金属部品(コアパーツ)の世界市場は100兆円規模にのぼるが、シェア1%を超える企業が存在しない群雄割拠の市場だ。日本やドイツでは少子高齢化、インドや東南アジアではIT・観光業への人材流出で、熟練技能者がどの国でも減り続けている。

金属部品の世界市場は100兆円規模だが、シェア1%を超える企業がいない群雄割拠の状態にある
金属部品の世界市場は100兆円規模だが、シェア1%を超える企業がいない群雄割拠の状態にある(写真:筆者撮影)

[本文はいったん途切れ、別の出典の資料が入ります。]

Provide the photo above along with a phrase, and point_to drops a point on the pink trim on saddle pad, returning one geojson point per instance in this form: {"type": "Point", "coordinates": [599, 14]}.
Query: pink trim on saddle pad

アルムはAIソフトウェアと機械設計を自社で手がけ、製造をスギノマシンなどのパートナーに委託するファブレス企業だ。2024年5月には総額7.6億円の資金調達も実施している。TTMC Originは7月に予約受付を開始し、初年度の販売目標は100台以上。海外展開は2027年以降、米国・韓国・インドから段階的に進める。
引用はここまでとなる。